Pre-AP or regular? We need a midpoint

Sydney Joa 9-III

Transitioning from middle school to high school can be a very rough time. Classes become harder and more stressful the older we get, especially knowing that college is right around the corner and we need to start making decisions about our futures. This includes a question that many of us have when it comes to colleges and universities: what can I do to make it easier to get into my dream school?

This is where Advanced Placement (AP) courses come in. According to PrepScholar, “Advanced Placement is a program run by the College Board that allows you to take courses at your high school, which can earn you college credit and/or qualify you for more advanced classes when you begin college. Taking an AP course and passing the test is a sign that you’re capable of handling college-level work, which will strengthen your college applications immensely.”

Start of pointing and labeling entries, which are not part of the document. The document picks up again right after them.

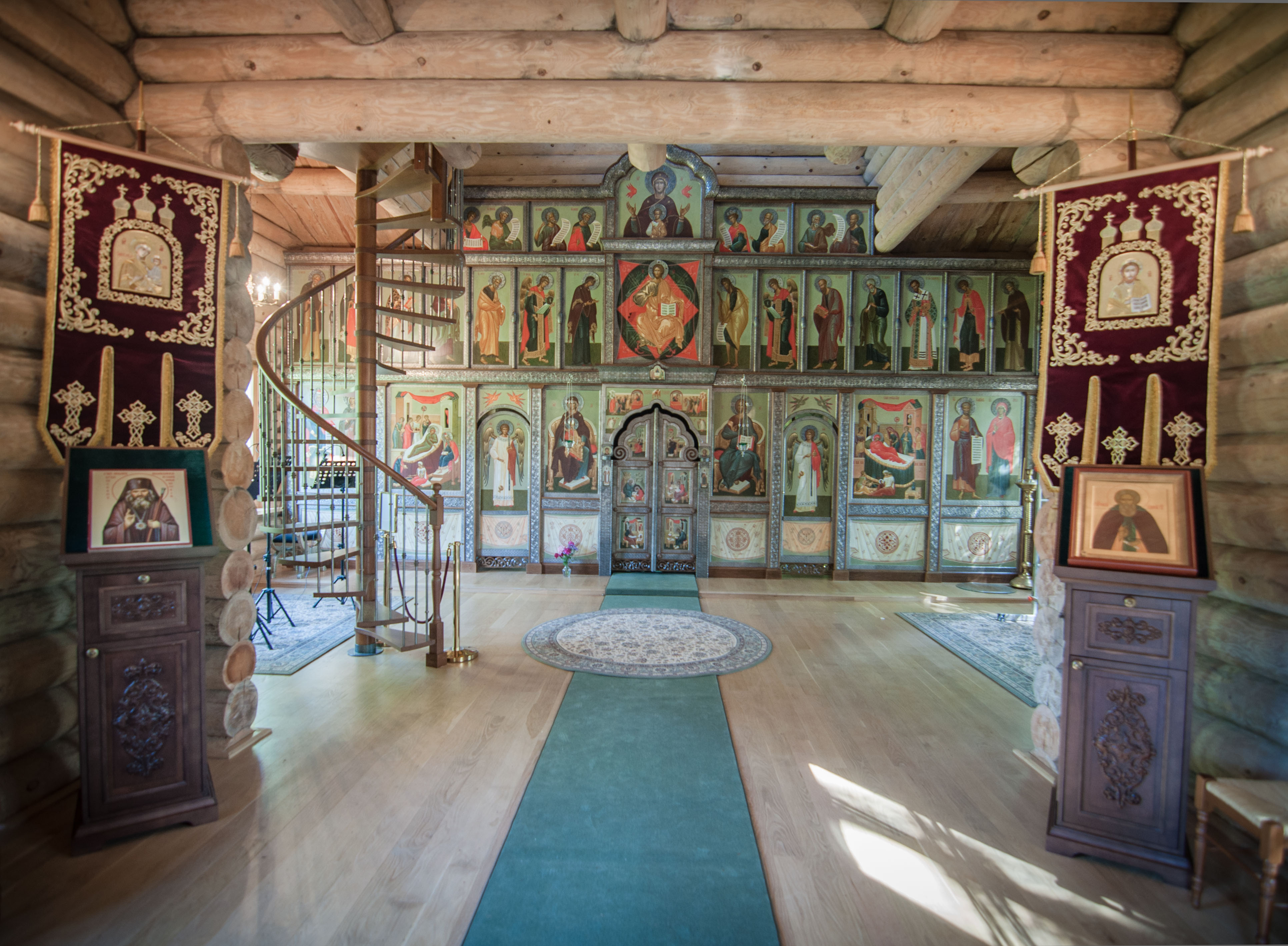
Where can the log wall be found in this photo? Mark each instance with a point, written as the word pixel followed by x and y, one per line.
pixel 1241 677
pixel 62 78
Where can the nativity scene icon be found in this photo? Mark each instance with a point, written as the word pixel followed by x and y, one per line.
pixel 141 261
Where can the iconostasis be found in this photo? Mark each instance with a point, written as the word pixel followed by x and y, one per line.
pixel 856 414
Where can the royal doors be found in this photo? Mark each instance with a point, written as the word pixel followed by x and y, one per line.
pixel 655 494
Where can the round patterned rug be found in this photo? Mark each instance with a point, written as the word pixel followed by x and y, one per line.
pixel 647 642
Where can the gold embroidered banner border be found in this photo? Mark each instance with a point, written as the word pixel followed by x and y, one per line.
pixel 134 303
pixel 1129 358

Furthermore, to make it easier on those transitioning from middle school to high school, just a couple of years ago the College Board created this new course called “Pre-AP classes,” which are meant to prepare high school students for AP classes. They are generally taken by high school freshmen, however, there are some courses meant for sophomores. These Pre-AP classes are more challenging than the regular-level classes and will most likely provide more homework, as well as more rigorous tests. However, sometimes the course work can get a tad bit too heavy, leaving us with numerous assignments and projects all due on similar dates, which can become extremely stressful in a time where freshmen are adjusting to the heavy workload that high school usually comes with. 

Thus, I decided to ask 30 New Horizons freshmen who are enrolled in Pre-AP classes to see what their opinions on this was. First of all, I asked students why they joined the classes; over 18 said it was because of college applications – this goes to show that most don’t join the class for the sake of learning, but more for what it means to be in the class; 7 said they joined because of the challenge it presents and the remaining 5 said they wanted quality classes. Then, I asked if they found the Pre-AP classes they’re in challenging; 20 of the students said yes, while 10 said no. I later asked whether it was the coursework or teacher that caused the challenge – 8 students said it was the coursework, 3 said it was the teacher, and 16 said it was both. 

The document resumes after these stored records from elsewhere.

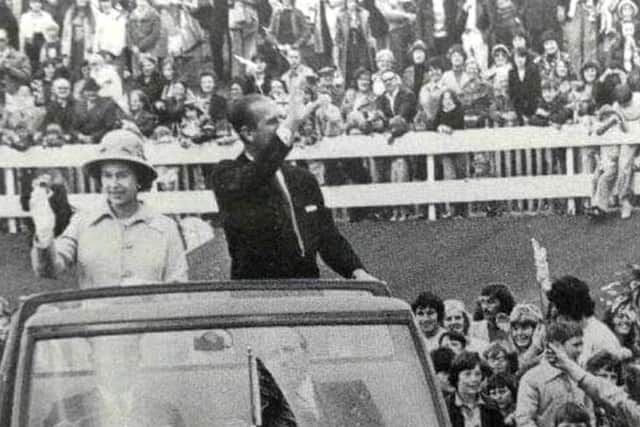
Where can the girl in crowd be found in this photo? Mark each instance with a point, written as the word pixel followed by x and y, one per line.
pixel 140 112
pixel 457 319
pixel 77 35
pixel 145 246
pixel 620 317
pixel 526 335
pixel 503 390
pixel 467 375
pixel 450 116
pixel 524 85
pixel 359 102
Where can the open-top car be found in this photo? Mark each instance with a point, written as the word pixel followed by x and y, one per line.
pixel 219 354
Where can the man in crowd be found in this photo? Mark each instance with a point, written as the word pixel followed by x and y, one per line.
pixel 274 215
pixel 95 115
pixel 545 388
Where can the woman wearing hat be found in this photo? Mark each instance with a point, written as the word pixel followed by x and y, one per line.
pixel 120 240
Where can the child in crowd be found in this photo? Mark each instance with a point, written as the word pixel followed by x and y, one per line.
pixel 552 108
pixel 195 127
pixel 498 73
pixel 572 415
pixel 502 389
pixel 51 49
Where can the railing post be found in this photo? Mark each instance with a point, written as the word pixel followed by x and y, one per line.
pixel 571 203
pixel 10 185
pixel 431 176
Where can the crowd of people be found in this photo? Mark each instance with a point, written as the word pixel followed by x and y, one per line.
pixel 71 71
pixel 507 363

Furthermore, to see how they currently feel about the classes that they’re enrolled in, I asked students whether if given the option, they would drop out of any of the Pre-AP classes they’re in, 11 said yes and 19 said no, and looking at the individual responses, at least 3 people who were first up to the challenge, now want to drop out. Those who said yes explained that they were regularly stressed and the teachers weren’t much help either. 

Finally, a solution I proposed was a midpoint class – a class that doesn’t come with an extreme challenge like Pre-AP, but also isn’t a class which only teaches you the very basic material. 21 students agreed that there should be a midpoint class, while 9 students disagreed. Those who said yes explained that the regular classes were way too easy, while the Pre-APs were way too hard, thus creating a huge gap between the two classes. They reasoned that they have the capacity to be in a class that is more challenging than the regular class, but don’t want to get “killed,” as one of the students said, in Pre-AP. 

Although Pre-AP classes are fully an optional class, us students still find it appealing because of what it might bring to our futures, specifically to our college applications. Despite the fact that Pre-AP classes don’t offer any college credits, us students have to be fully aware that College Board created these Pre-AP and AP courses to help facilitate the transition from high school to college, and they’re not going to be easy.